Lunchtime on Sunday and I am sitting at one of the small round tables in the Writers’ Room having something to eat [What, again? ed], whilst reading The Observer at something The Times sponsors. Is that bad festival etiquette? I was shortly going to experience one of the most cherished moments of my time at the festival. Finishing my lunch, I began trying to write some ideas in my notebook for this blog (you would be surprised how little writing occurs in a room that is named as such) but without success (maybe this is why). Whilst getting frustrated at not being able to write a decent sentence about the morning’s events, I must have been exuding signs of discontentment to those around me, as the gentleman sat opposite me (reading The Times: well behaved, he’ll be asked back) says, “Doing your homework then?”, “No, just trying to write”, I reply and look up at a sympathetic face, “You’ve just got to keep writing bollocks, something will come out of it eventually but keep writing, no one needs to see the bollocks, they just get to see the good stuff.” Of course what happened then is that I didn’t write anything at all and engaged in conversation with this man, Steve is his name and advertising is his game.
After covering writers’ block, aids to overcoming writers’ block (wine helps, apparently), the stature of Martin Amis and how to best keep crows off your land (Sting cds, particularily shiny and about all they’re good for), our conversation turned to poetry. In particular, the poetry of punk poet John Cooper Clarke. Enter Cathy Hopkins, author and wife of Steve. “Cathy, meet Jen, and please read us some of John Cooper Clarke’s poetry”, requests Steve. I had barely had a chance to say hello and Cathy hadn’t even sat down before she was reciting with great gusto poem after poem of Cooper Clarke’s. The three of us were laughing away, I was being educated about a poet who I knew little about (not being from that generation and all) and I felt overwhelmed at the fervour people to have to share poetry they love. I hold the Romantic poets in the highest esteem (you may have noticed from my choice of poems on this blog), so I wasn’t entirely sure that this was going to be quite my thing. Yet to hear words come to life and be conveyed so enthusiastically, I was reassured that the spirit of poetry can reach us in many ways. It proved to me that the most fantastic way to experience poetry is to have it read aloud by someone who feels a passion about it and wants to share it, whether that is the poet themselves or otherwise.
I didn’t expect my last emotion when leaving the festival to be one of sadness.
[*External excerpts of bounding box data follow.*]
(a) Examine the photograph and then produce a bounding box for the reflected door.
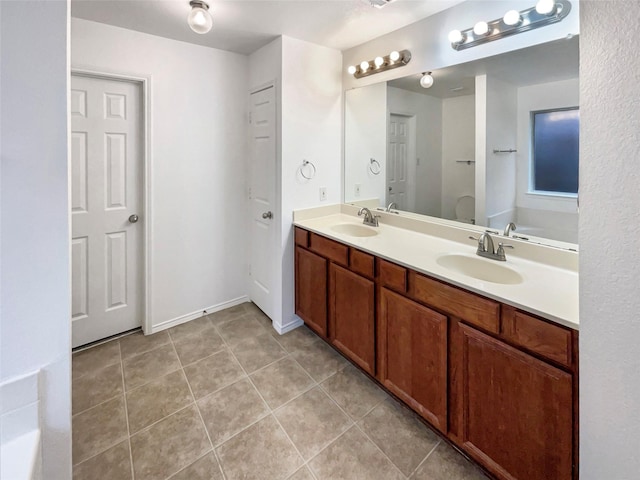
[71,75,144,347]
[385,115,410,210]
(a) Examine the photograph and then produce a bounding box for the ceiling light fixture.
[449,0,571,50]
[187,0,213,34]
[420,72,433,88]
[347,50,411,78]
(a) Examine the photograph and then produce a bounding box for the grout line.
[118,341,136,480]
[408,438,442,478]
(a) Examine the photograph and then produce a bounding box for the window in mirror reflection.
[531,107,580,196]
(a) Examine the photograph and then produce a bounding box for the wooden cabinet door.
[295,247,327,338]
[459,325,573,480]
[378,288,447,433]
[329,263,375,375]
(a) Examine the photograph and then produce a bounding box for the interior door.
[385,114,410,210]
[249,86,277,318]
[71,75,144,347]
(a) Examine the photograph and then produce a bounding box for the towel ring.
[300,160,316,180]
[369,158,382,175]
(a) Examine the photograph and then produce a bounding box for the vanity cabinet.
[296,227,579,480]
[378,288,448,434]
[455,323,574,480]
[329,263,375,375]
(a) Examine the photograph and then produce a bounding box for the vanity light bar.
[347,50,411,78]
[449,0,571,50]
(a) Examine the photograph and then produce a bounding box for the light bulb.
[449,30,464,45]
[536,0,556,15]
[187,2,213,34]
[420,72,433,88]
[473,22,489,36]
[502,10,522,26]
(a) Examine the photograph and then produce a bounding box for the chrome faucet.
[504,222,516,237]
[358,207,380,227]
[469,232,513,262]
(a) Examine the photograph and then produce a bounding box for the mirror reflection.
[344,36,579,243]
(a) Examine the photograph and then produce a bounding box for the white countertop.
[293,205,579,330]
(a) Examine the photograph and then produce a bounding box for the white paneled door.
[71,75,144,347]
[249,87,278,319]
[386,115,410,210]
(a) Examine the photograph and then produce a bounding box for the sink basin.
[331,223,378,237]
[436,254,523,285]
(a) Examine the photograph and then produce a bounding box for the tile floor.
[73,303,487,480]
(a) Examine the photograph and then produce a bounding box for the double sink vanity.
[294,205,578,480]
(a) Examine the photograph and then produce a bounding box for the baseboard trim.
[273,315,304,335]
[144,295,249,335]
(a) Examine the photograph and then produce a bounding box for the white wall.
[249,36,342,333]
[579,0,640,480]
[476,75,518,228]
[342,0,580,89]
[71,18,248,331]
[275,37,342,331]
[344,82,388,206]
[388,87,442,216]
[0,0,71,479]
[439,95,476,219]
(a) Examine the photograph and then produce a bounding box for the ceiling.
[71,0,463,55]
[389,36,580,98]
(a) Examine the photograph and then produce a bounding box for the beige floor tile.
[216,415,302,480]
[184,350,245,399]
[358,398,440,476]
[209,303,247,327]
[73,440,132,480]
[198,379,269,446]
[271,325,320,353]
[274,387,353,460]
[123,344,180,390]
[251,357,316,409]
[73,395,128,464]
[173,327,225,365]
[71,362,122,415]
[120,330,171,359]
[131,405,211,480]
[322,365,388,420]
[127,370,193,434]
[411,442,488,480]
[171,452,223,480]
[231,333,287,373]
[291,342,347,382]
[308,426,405,480]
[169,315,213,342]
[287,467,315,480]
[71,340,120,380]
[218,315,267,346]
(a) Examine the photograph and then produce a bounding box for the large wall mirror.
[344,36,579,248]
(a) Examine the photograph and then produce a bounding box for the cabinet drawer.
[309,233,349,265]
[349,248,375,278]
[410,272,500,333]
[378,259,407,293]
[295,227,309,248]
[502,305,573,367]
I thought that relief would have been what I felt: finally, a day off ahead. It wasn’t, I wanted it to continue. The atmosphere of the Writers’ Room on Sunday evening was tinged with melancholy as people said goodbye to old friends and new, the coffee pots and cake stands were taken away, journalists packing up their computers and pens, organisers revelled in the success of their event but realised that it was all over as they sat together around tables. It has been a remarkable experience, in which I have met many inspirational and talented people, had my mind opened to new ideas and opinions, and of course, enjoyed a fantastic selection of delectable cakes. I left the Writers’ Room completely overwhelmed by the encounters of the last ten days, a sense of poignancy pervading my mind as I thought, this is it now, back to reality. I looked around to spot one last table of people gathering: A. C. Grayling, Sarah Smythe (festival Director) Carlos Acosta, Sophie Dahl, Robert Winston, Jamie Cullum and Howard Jacobson, eating their dinner and sharing in relaxed chatter. Now, where else could you see that?